Linear least squares¤

The solution to a well-posed linear system \(Ax = b\) is given by \(x = A^{-1}b\). If the matrix is rectangular or not invertible, then we may generalise the notion of solution to \(x = A^{\dagger}b\), where \(A^{\dagger}\) denotes the Moore--Penrose pseudoinverse.

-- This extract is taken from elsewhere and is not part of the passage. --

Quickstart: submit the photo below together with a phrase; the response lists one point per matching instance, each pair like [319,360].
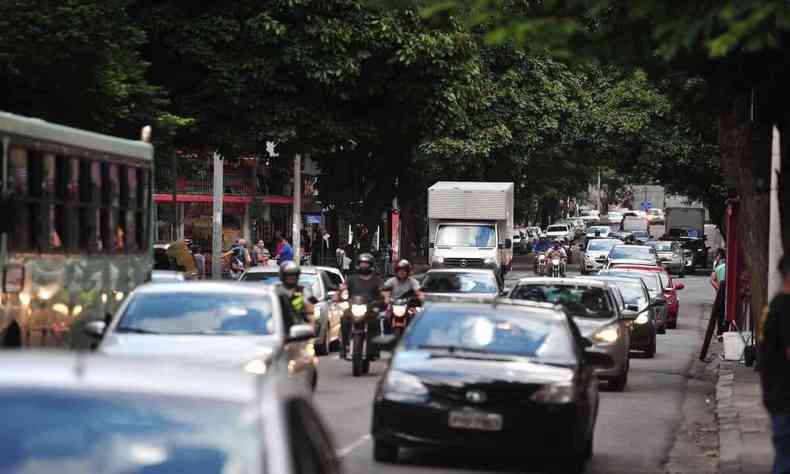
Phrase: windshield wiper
[134,330]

Lineax can handle problems of this type too.

Info

For reference: in core JAX, problems of this type are handled using jax.numpy.linalg.lstsq.

Picking a solver¤

By default, the linear solve will fail. This will be a compile-time failure if using a rectangular matrix:

import jax.random as jr
import lineax as lx


vector = jr.normal(jr.PRNGKey(1), (3,))

rectangular_matrix = jr.normal(jr.PRNGKey(0), (3, 4))
rectangular_operator = lx.MatrixLinearOperator(rectangular_matrix)
lx.linear_solve(rectangular_operator, vector)

ValueError: Cannot use `AutoLinearSolver(well_posed=True)` with a non-square operator. If you are trying solve a least-squares problem then you should pass `solver=AutoLinearSolver(well_posed=False)`. By default `lineax.linear_solve` assumes that the operator is square and nonsingular.

Or it will happen at run time if using a rank-deficient matrix:

deficient_matrix = jr.normal(jr.PRNGKey(0), (3, 3)).at[0].set(0)
deficient_operator = lx.MatrixLinearOperator(deficient_matrix)
lx.linear_solve(deficient_operator, vector)

XlaRuntimeError: INTERNAL: Generated function failed: CpuCallback error: RuntimeError: The linear solver returned non-finite (NaN or inf) output. This usually means that the
operator was not well-posed, and that the solver does not support this.

If you are trying solve a linear least-squares problem then you should pass
`solver=AutoLinearSolver(well_posed=False)`. By default `lineax.linear_solve`
assumes that the operator is square and nonsingular.

If you *were* expecting this solver to work with this operator, then it may be because:

(a) the operator is singular, and your code has a bug; or

(b) the operator was nearly singular (i.e. it had a high condition number:
    `jnp.linalg.cond(operator.as_matrix())` is large), and the solver suffered from
    numerical instability issues; or

(c) the operator is declared to exhibit a certain property (e.g. positive definiteness)
    that is does not actually satisfy.

Whilst linear least squares and pseudoinverse are a strict generalisation of linear solves and inverses (respectively), Lineax will not attempt to handle the ill-posed case automatically. This is because the algorithms for handling this case are much more computationally expensive.!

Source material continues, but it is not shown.